- Flag of Jamaica
- IPC code: JAM
- NPC: Jamaica Paralympic Association

in Lima, Peru August 23, 2019 – September 1, 2019
- Competitors: 9 (7 men and 2 women) in 3 sports
- Flag bearer: Chadwick Campbell
- Medals Ranked 20th: Gold 0 Silver 2 Bronze 2 Total 4

Parapan American Games appearances
- 1999; 2003; 2007; 2011; 2015; 2019; 2023;

= Jamaica at the 2019 Parapan American Games =

Jamaica competed at the 2019 Parapan American Games held from August 23 to September 1, 2019 in Lima, Peru. In total, athletes representing Jamaica won two silver medals and two bronze medals.

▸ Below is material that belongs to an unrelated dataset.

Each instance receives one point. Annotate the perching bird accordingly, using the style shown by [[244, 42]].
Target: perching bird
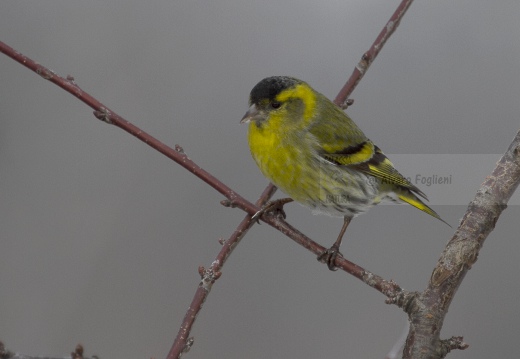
[[310, 149]]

The country finished in 20th place in the medal table.

== Medalists ==

| Medal | Name | Sport | Event |
|---|---|---|---|
| Silver | Chadwick Campbell | Athletics | Men's 100 metres T13 |
| Silver | Santana Campbell | Athletics | Women's javelin throw F56 |
| Bronze | Theador Subba | Judo | Men's +100 kg |
| Bronze | Shauna-Kay T. Hines | Taekwondo | Women's 58 kg |

== Athletics ==

Chadwick Campbell won the silver medal in the men's 100 metres T13 event.

Santana Campbell won the silver medal in the women's javelin throw F56 event.

== Judo ==

Theador Subba won one of the bronze medals in the men's +100 kg event.

== Taekwondo ==

Shauna-Kay T. Hines won one of the bronze medals in the women's 58 kg event.